L'analogie entre un algorithme et un arbre est certes loin d'être parfaite. Elle est peut-être même incorrecte. Cependant, nous devons nous interroger sur la possibilité de ces algorithmes à proposer des actions optimales même dans des conditions extrêmes (marginalement observées) ou des situations inattendues. Pour qu'ils soient en mesure de le faire, il faut, compte tenu de leur fonctionnement actuel, qu'ils soient soumis à ces types de situations et en nombre suffisant. C’est ainsi qu'ils apprennent. Cependant, la caractéristique principale de ces conditions est justement leur faible fréquence, voir même leur absence dans l’historique. On peut donc anticiper des réactions algorithmiques inappropriées dans ces conditions marginales. La génétique des algorithmes va jouer aussi un rôle important. Si dans ces conditions tous les algorithmes déployés dans l’ensemble des systèmes agricoles sont identiques, les réponses, bonnes ou mauvaises, seront probablement identiques. Comme les algorithmes doivent être confrontés à une diversité des couples ( contexte, action), leur degré d'apprentissage sera extrêmement limité, insignifiant. Si l'on anticipe, avec le changement climatique, un accroissement de situations inattendues, il pourrait être judicieux de s'assurer que l'ensemble des algorithmes déployés sont suffisamment différents pour proposer une diversité de solutions, certaines bonnes et d'autres moins bonnes, pour ainsi apprendre de cette diversité. Ils devront également être alors en mesure d'échanger leurs résultats pour apprendre plus rapidement les uns des autres, une forme d'apprentissage collectif entre machines. 

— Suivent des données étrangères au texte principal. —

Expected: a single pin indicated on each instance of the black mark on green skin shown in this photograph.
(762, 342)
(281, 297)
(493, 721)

Une piste complémentaire consiste à mettre en expérimentation, c’est-à-dire au laboratoire, des situations extrêmes, puis de multiplier les réponses à ses situations. Cela permettra de nourrir les algorithmes d'un ensemble d'informations riches et suffisamment variées pour permettre aux machines à apprendre le mieux possible. Ici aussi, la dimension collective sera primordiale.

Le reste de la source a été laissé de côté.